Not long ago, the head of the ECB, Mario Baghdad Bob Draghi, dismissed these concerns as "morbid speculation."

I have no doubt whatsoever about the strength of the euro, about its permanence, about its irreversibility," he said. "The one currency is irreversible."

Yes, of course. In any event, back in the real world, this morning's news:

The euro fell to an 11-year low against the yen and reached the weakest in 15 months versus the dollar after French borrowing costs rose at a bond sale today.

The 17-nation currency slumped against most major peers after France sold 7.96 billion euros ($10.3 billion) of debt today in its first auction of the year as credit companies threaten to cut the nation’s top AAA rating.

“The market reaction is rather underwhelming” toward the sale, said Jeremy Stretch, executive director of foreign- exchange strategy at Canadian Imperial Bank of Commerce in London.

I'm underwhelmed myself. 

Apropos of nothing, has it occurred to anyone that one may be underwhelmed or overwhelmed, but not whelmed? Isn't that odd?

Comments:


Pseudodionysius
Joined
Sep '10
Pseudodionysius

Frederick Forsyth: there's a name that provokes universal derision among the litterati: wooden characters, unsophisticated prose, obsessed with plot, commercial sellout. I would think it a topic worthy of a Day of the Jackal post and retrospective. Not that I'm implying any lingering ennui about the fictional depiction of an attempted assassination of Charles de Gaulle of course.

Pilli
Joined
May '11
Pilli

Claire Berlinski, Ed.

Apropos of nothing, has it occurred to anyone that one may be underwhelmed or overwhelmed, but not whelmed? Isn't that odd? ·

Not so odd to be "whelmed".  


Joined
Sep '10
liberal jim

If Draghi said he thought the Euro would fail it would fail almost immediately.  He knows there is a dismal future for the Euro and lies about it.  I thought everyone understood this.  That is what he is being paid to do.  

John Murdoch
Joined
Sep '11
John Murdoch

Claire,

The term is used in the third verse of a popular evangelical Christian hymn: "My Hope is Built on Nothing Less." 

"His oath, his covenant, his blood
Support me in the whelming flood;
When all around my soul gives sway,
He then is all my Hope and Stay.
[Refrain]"

The link Pilli refers to describes "whelm" as similar to being capsized. The reference is a bit stronger than that--it's related to the nautical term "broaching to," when a ship-rigged vessel sailing before the wind in high seas is turned sideways (broaching to the following sea) and is overwhelmed by the following wave, capsizing the vessel. Whereupon many aboard are drowned--those who aren't, depending upon the ocean temperature, will likely die of exposure. Or sharks. 

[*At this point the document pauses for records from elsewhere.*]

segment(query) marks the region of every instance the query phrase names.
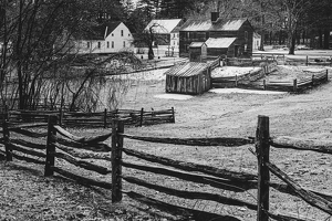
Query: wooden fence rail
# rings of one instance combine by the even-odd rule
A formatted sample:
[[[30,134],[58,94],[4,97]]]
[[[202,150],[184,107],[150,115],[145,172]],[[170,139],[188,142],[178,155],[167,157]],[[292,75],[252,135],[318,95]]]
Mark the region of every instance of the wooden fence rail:
[[[173,214],[185,214],[196,220],[206,220],[207,217],[219,220],[241,220],[237,217],[221,215],[212,212],[199,211],[188,209],[175,204],[169,204],[156,199],[144,197],[141,193],[126,190],[123,188],[123,181],[131,185],[139,186],[143,188],[152,189],[157,192],[163,192],[173,197],[195,200],[208,200],[221,204],[247,207],[249,210],[257,211],[258,221],[274,220],[297,220],[303,221],[303,219],[294,215],[277,214],[270,210],[270,188],[279,190],[283,193],[290,193],[297,196],[308,202],[310,206],[322,210],[328,214],[332,214],[332,196],[308,190],[302,188],[293,179],[288,177],[276,165],[270,162],[270,148],[289,148],[295,150],[312,150],[323,154],[332,154],[331,140],[312,140],[312,139],[299,139],[292,137],[271,137],[269,131],[269,117],[259,116],[256,138],[232,138],[232,137],[216,137],[216,138],[162,138],[162,137],[145,137],[127,135],[124,131],[124,122],[114,120],[112,124],[112,133],[105,135],[80,137],[75,136],[60,125],[58,125],[56,115],[51,115],[48,118],[48,124],[11,124],[8,119],[2,120],[2,134],[3,138],[0,139],[4,149],[0,148],[0,155],[4,155],[8,161],[13,158],[19,160],[25,160],[28,162],[34,162],[44,165],[44,176],[53,176],[54,172],[75,180],[81,183],[96,186],[105,188],[112,191],[112,202],[120,202],[123,194],[157,207]],[[34,128],[41,128],[41,126],[48,126],[48,131],[35,131]],[[23,136],[38,137],[39,141],[24,140]],[[20,138],[18,138],[20,136]],[[112,147],[104,144],[112,137]],[[46,138],[46,140],[45,140]],[[235,146],[253,145],[256,151],[252,154],[258,159],[258,175],[230,171],[226,169],[219,169],[206,165],[186,162],[181,160],[169,159],[165,157],[158,157],[151,154],[146,154],[138,150],[128,149],[125,147],[124,139],[143,140],[148,143],[162,143],[173,145],[186,145],[186,146],[224,146],[230,148]],[[85,151],[90,150],[90,151]],[[93,150],[93,151],[91,151]],[[105,156],[103,154],[110,154],[112,156]],[[136,164],[127,161],[125,156],[135,157],[146,161],[146,164]],[[63,169],[56,165],[56,159],[62,159],[74,167],[93,171],[102,176],[112,175],[112,182],[95,180],[75,172]],[[91,161],[85,160],[104,159],[111,160],[112,168],[107,168]],[[151,165],[154,164],[154,165]],[[156,166],[162,165],[162,166]],[[172,187],[165,187],[164,185],[153,183],[147,180],[142,180],[132,176],[127,176],[123,172],[123,168],[129,168],[134,170],[141,170],[145,172],[152,172],[154,175],[168,176],[183,181],[190,181],[199,183],[200,186],[207,185],[214,188],[229,190],[234,192],[243,192],[250,189],[258,189],[257,202],[247,200],[234,199],[219,193],[209,193],[200,191],[179,190]],[[270,180],[270,172],[280,178],[284,185],[272,182]],[[222,191],[220,191],[222,192]],[[204,217],[201,217],[204,214]]]
[[[0,114],[0,119],[7,118],[12,124],[48,123],[50,115],[56,115],[59,125],[65,127],[111,127],[113,119],[122,119],[125,125],[143,126],[163,123],[175,123],[174,107],[162,110],[115,109],[97,113],[79,113],[59,110],[8,110]]]
[[[250,75],[250,74],[249,74]],[[261,76],[262,77],[262,76]],[[235,86],[240,88],[251,90],[269,90],[279,92],[303,92],[313,86],[323,84],[329,81],[329,70],[312,73],[302,80],[294,78],[293,81],[260,81],[258,82],[255,77],[246,76],[231,76],[231,77],[219,77],[212,80],[212,85],[216,87],[222,87],[224,85]]]

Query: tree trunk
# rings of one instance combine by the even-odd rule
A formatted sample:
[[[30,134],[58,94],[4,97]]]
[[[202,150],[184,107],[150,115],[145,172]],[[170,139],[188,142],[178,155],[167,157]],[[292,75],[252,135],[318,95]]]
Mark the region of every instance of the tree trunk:
[[[319,49],[323,48],[323,36],[322,36],[322,30],[319,29]]]
[[[153,50],[153,45],[152,44],[148,45],[147,55],[148,55],[148,60],[155,59],[155,54],[154,54],[154,50]]]
[[[324,48],[323,49],[329,49],[330,48],[330,30],[324,29]]]
[[[289,54],[294,54],[295,52],[295,42],[297,42],[297,34],[289,33]]]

Very few people today have any experience with sailing in foul weather. Far fewer have experience sailing in a ship-rigged vessel in a major storm (such as crossing the North Atlantic in winter). Very few people living today can recall ships being lost at sea, particularly to weather--so we don't have the sense of dread, of foreboding, of terror that the term describes. 

Edited on January 5, 2012 at 8:35pm
CJRun
Joined
Dec '10
CJRun

Not whelmed.

I think this is understood.  My avatar is my picture on my third birthday, in San Justo.

A close friend of mine got sent to boarding school in England when we were 13.  He came back thinking it was normal for people to play "Krakatoa" at night, wherein you peeled sheets and blankets back and made some kid wheel back with a golf club and nail a child's foot.

An American would never allow somebody to do that, to them.

The US is funneling borrowed taxpayer money, under the table, to back the Euro.  The covers are being peeled back.  At the moment, nobody in Washington is sleeping with one eye open.

Capt. Aubrey
Joined
Sep '10
Capt. Aubrey

Fascinating word, if whelm itself is to be capsized then overwhelmed and underwhelmed refer to specific ways of being capsized... We know that monetary union without fiscal union is unsustainable and that fiscal union without elected government is unsustainable but we do not yet know exactly how it will capsize...it will be whelmed but will it be under or over whelmed? Drowned in debt or sucked under by default.